The urgent voice of a woman comes through the speaker. “¿Bueno? ¿Bueno?”
“Sí, ¿bueno?” I say calmly, when I again put the phone to my ear.
“Who are you, sir?” the woman asks with concern.
“I’m his brother. And you … are you a friend of…”
“No, no, I’m a nurse here at the hospital. I was here when your father passed. He is also your father, right?”
“Yes. He … he was.”
“Yes—of course, I’m sorry, I didn’t mean to…”
“It’s okay. Please, don’t apologize.”
“Where are you?” she asks. “Are you coming? This boy needs someone to be with him. He’s in a lot of pain, and he doesn’t know what to do.”
In the background I can hear my brother still crying for our father, every new cry louder than the last.
“I’m in California,” I tell her. “I’ll be on my way as soon as possible.” I’m still in bed and haven’t made any effort to get up. With the phone pressed to my ear, I look toward the window and wonder how hot the day will be later. It’s been terribly hot all summer.

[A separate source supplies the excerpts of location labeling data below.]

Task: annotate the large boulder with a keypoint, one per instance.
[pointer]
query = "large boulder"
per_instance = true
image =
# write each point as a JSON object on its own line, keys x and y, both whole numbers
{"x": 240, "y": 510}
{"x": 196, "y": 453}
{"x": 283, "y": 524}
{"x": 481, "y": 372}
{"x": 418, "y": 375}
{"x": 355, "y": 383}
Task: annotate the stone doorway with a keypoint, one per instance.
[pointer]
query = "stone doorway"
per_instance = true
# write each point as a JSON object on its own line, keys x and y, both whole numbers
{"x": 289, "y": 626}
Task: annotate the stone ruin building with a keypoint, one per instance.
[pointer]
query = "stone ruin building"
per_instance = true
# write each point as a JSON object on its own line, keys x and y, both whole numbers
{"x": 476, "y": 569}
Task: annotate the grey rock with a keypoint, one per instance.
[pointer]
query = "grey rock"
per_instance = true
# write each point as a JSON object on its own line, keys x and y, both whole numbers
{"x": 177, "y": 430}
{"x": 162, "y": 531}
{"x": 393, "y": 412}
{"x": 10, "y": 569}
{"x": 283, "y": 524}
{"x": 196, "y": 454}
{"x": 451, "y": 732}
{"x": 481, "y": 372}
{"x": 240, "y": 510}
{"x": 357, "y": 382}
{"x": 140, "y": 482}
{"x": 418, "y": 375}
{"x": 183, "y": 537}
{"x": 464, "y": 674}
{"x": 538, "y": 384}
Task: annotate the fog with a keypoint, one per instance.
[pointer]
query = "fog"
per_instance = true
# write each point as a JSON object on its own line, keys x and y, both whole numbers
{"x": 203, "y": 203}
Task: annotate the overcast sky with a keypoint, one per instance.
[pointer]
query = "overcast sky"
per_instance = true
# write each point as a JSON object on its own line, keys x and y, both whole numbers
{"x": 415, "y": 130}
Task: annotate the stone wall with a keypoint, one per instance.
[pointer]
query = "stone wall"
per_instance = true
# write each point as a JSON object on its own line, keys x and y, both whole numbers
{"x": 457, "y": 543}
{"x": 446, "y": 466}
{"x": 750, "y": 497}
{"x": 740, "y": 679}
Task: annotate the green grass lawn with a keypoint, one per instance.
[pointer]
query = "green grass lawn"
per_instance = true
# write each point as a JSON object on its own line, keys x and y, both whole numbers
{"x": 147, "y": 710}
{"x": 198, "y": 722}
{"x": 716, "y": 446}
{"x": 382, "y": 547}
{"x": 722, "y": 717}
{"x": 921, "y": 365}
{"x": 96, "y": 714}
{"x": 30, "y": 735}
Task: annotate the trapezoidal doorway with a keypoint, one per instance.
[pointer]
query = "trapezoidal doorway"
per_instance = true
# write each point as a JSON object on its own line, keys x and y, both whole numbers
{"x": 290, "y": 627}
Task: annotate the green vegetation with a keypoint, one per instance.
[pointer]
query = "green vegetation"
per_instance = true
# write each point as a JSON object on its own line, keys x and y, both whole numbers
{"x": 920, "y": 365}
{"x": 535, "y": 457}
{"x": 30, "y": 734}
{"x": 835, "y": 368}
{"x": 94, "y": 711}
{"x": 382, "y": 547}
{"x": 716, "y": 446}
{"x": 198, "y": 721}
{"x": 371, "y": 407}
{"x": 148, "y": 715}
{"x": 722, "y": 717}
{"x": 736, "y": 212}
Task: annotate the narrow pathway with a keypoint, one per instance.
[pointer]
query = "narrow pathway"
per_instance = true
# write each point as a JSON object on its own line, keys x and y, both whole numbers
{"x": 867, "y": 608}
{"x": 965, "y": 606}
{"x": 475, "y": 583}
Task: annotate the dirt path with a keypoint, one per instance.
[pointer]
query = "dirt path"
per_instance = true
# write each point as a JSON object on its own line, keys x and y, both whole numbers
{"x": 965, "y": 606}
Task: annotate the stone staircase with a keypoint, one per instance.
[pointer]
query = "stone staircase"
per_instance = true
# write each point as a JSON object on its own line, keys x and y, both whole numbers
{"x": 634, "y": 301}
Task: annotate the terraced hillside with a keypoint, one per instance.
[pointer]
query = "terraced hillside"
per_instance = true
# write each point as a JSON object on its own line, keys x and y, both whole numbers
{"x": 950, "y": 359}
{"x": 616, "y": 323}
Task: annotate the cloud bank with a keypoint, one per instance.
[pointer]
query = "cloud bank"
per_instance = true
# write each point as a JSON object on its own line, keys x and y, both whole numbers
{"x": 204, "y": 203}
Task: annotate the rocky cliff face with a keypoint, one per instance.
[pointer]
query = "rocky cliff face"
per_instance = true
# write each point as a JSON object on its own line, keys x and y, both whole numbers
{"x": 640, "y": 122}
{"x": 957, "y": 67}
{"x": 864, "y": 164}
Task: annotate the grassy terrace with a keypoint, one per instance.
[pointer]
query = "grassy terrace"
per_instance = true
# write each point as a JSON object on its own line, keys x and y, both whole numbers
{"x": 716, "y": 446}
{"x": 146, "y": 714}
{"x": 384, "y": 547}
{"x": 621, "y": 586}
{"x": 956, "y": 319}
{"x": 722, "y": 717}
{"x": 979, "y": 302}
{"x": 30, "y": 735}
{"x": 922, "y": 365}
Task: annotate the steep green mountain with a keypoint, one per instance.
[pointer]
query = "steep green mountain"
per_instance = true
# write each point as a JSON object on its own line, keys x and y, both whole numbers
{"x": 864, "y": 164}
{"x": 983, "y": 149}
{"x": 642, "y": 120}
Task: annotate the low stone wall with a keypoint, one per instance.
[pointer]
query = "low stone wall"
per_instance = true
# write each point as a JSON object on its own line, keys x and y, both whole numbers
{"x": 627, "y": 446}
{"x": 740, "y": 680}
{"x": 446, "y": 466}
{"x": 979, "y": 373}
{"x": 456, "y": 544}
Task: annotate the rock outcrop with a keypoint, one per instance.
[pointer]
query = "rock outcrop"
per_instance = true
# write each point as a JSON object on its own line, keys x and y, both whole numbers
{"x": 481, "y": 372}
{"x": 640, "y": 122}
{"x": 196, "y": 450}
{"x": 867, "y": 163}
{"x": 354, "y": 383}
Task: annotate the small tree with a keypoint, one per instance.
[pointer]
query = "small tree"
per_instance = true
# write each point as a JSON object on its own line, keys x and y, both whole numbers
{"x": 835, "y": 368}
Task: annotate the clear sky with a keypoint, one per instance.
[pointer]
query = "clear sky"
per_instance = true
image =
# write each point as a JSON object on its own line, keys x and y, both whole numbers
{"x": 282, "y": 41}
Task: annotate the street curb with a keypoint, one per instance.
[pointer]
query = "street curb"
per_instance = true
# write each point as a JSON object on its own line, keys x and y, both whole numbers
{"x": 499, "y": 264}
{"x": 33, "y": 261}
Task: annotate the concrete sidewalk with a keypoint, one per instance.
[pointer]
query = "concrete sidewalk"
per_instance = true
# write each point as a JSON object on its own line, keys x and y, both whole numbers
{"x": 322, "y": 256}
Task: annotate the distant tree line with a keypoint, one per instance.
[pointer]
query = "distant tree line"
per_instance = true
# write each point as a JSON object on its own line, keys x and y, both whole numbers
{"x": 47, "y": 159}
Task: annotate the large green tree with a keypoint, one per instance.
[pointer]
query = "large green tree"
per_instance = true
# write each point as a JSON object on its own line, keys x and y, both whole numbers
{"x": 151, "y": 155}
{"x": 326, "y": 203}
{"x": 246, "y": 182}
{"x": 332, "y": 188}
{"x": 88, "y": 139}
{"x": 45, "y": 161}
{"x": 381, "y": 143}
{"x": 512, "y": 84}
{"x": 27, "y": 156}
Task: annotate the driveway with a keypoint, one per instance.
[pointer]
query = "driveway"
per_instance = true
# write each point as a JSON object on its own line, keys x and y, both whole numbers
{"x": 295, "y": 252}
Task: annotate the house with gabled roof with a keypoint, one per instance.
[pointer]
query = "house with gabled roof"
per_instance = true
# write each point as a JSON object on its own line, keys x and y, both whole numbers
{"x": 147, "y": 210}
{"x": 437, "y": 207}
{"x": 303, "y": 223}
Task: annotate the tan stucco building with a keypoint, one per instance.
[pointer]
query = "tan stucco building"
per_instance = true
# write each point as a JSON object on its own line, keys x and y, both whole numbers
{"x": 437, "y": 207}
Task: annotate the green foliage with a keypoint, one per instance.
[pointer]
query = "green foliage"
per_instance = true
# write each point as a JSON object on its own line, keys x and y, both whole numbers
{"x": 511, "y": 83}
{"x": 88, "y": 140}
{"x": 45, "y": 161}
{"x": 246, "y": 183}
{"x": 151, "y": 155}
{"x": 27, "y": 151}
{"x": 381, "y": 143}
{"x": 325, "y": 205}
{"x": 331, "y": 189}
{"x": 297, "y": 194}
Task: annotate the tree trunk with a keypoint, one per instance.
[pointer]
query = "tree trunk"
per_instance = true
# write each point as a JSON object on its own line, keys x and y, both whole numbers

“California!” she remarks with surprise. “Oh, no. You’re too far! This boy needs somebody now. Can somebody come now?”
“I’m sorry … yes, of course. I’ll call his mother.”
* * *
Aarón called me at exactly 5:34 a.m. I was the first person he called, the one who was also the farthest away. He’d called me the morning before to inform me that our father had been admitted to the hospital. “What’s wrong with him this time?” I’d asked coldly, annoyed at having been awakened so early in the morning.
“The same thing as last time. He needs blood,” my brother said with urgency, as if he’d been speaking to a representative at a blood bank and was about to place an order for a few pints.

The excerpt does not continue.